Guest Lecture Invite: The World's End Murders

Tuesday 30th January at 5-6pm
New Kings 6
Admission FREE, no booking required, all welcome

The Criminal Sector are pleased to announce a guest lecture led by Tom Wood, Former Depute Chief Constable of Lothian and Borders Police, commander of the cold case review into the World's End Murders. 

In October 1977, two young women were brutally murdered following a night out in the World's End pub in Edinburgh. What followed was to become one of Britain's longest running and high profile murder investigations. Police took over 13,000 statements and identified 500 possible suspects but no one was charged with the murders and the trail went cold.

Some twenty years after the murders, a cold case review was established under the command of Tom Wood, Deputy Chief Constable of Lothian & Borders Police. As a result of advances in DNA technology and investigative techniques, suspicion focused on Angus Robertson Sinclair, a serial rapist who was already serving a life sentence for the murder of a 17 year old in Glasgow in 1978. In 2007, Sinclair stood trial at the High Court in Edinburgh but was acquitted when the judge upheld a submission of no case to answer.

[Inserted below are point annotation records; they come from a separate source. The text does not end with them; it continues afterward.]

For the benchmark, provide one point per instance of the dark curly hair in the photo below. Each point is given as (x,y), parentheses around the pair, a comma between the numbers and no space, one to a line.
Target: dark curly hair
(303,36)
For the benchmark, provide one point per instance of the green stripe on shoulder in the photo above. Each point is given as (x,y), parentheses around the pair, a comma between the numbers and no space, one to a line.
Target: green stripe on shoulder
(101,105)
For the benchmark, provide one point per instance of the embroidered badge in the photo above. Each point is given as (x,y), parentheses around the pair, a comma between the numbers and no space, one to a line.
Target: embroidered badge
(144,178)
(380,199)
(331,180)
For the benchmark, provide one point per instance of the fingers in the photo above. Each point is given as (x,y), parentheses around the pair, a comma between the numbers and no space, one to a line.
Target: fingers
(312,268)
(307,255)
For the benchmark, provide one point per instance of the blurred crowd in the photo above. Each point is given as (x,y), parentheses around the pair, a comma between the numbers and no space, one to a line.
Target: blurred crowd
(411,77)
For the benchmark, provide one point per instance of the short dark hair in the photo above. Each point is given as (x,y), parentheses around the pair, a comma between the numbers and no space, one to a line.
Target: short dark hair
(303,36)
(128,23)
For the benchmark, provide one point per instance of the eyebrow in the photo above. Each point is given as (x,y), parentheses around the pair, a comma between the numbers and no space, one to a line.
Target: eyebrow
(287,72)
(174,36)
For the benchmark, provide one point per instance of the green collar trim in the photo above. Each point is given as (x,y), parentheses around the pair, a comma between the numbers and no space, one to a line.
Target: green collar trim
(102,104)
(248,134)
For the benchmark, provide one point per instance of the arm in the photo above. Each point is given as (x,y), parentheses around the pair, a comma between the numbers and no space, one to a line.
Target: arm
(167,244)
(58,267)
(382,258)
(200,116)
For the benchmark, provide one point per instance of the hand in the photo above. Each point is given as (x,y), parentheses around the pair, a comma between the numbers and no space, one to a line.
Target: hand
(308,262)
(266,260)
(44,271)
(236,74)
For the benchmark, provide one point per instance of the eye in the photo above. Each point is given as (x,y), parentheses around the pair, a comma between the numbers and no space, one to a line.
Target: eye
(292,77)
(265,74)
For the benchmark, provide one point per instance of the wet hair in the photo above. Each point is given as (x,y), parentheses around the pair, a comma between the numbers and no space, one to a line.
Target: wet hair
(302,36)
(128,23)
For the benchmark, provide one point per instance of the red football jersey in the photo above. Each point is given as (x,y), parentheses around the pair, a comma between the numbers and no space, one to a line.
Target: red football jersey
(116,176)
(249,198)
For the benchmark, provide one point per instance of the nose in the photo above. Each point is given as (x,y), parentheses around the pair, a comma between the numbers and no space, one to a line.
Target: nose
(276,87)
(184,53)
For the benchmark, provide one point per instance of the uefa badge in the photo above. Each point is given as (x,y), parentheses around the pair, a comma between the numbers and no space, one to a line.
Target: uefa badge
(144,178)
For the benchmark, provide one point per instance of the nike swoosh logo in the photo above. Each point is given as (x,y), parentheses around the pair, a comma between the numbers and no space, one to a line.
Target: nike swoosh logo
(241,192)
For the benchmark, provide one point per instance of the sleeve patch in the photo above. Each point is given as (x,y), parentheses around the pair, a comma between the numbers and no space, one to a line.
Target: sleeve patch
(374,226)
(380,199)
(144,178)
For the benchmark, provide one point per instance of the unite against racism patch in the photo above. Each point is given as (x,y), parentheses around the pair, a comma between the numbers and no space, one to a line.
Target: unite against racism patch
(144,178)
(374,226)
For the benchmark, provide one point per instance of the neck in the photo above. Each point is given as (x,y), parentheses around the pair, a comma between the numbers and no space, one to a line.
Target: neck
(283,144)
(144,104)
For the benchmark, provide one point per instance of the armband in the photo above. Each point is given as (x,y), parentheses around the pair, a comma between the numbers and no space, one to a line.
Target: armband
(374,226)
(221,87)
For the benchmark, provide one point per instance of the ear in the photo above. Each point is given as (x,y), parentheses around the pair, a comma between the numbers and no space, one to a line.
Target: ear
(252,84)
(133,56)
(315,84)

Following Sinclair's acquittal, The Scottish Government passed the Double Jeopardy (Scotland) Act 2011 which ended the centuries old double jeopardy rule. Further advances in forensic science enabled Sinclair to be re-prosecuted in 2014. Following trial, he was convicted of the murders and sentenced to life imprisonment with a minimum terms of 37 years, the longest sentence in Scottish legal history.

In his lecture, Tom Wood will recount the extraordinary commitment of the police and forensic investigators which ultimately led to the conviction of Angus Robertson Sinclair who is widely believed to be one of Scotland's most notorious serial killers.